The high involvement of all companies of the Group in the definition and development of the Plan should be noted.  The achievement of 100% of the objectives will result in an annual recurrent saving of an additional 60 million euros from 2015 forward.

During the first year 68% of the goals were achieved which is equivalent to around 41 million euros of recurrent savings. It should also be noted that there has been upward progression in all subjects during the entire year, rising from 40% compliance in the first quarter to 95% in the fourth. 


Commercial Network

Throughout 2013, we continued to implement the strategic plan for the development of our commercial network in Asia, with the opening of offices in Bangkok (Thailand), Manila (the Philippines) and Taipéi (Taiwan), to which we will shortly add Seoul (South Korea). We have also finished the opening of an office in Dubai (United Arab Emirates).

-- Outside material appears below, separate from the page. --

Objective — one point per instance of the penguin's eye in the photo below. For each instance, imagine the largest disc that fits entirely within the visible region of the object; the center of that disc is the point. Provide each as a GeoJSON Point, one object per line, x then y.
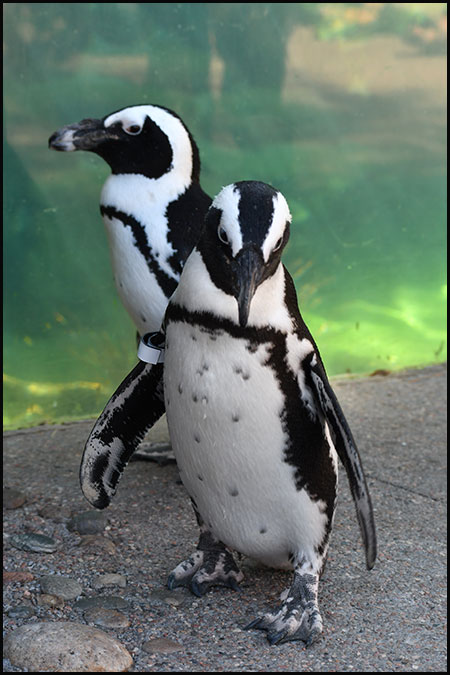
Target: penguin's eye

On December 31st, the commercial network of our Group, with presence in 34 countries, consisted of 19 service centers, 28 warehouses and 23 commercial offices, along with the large number of commercial agents in various countries where a permanent office is not available.

By sales figures, the largest market of the Group during 2013 was the United States, followed by Spain, South Africa and Germany.



Apparent consumption increases in main markets and the level of competitiveness achieved by Acerinox make us optimistic for the year 2014.  At the same the weakness of the recovery process causes us to remain cautious and reluctant to make predictions.

The order booking has improved and the inventories continue to be low in all markets, which could result in an increase of prices.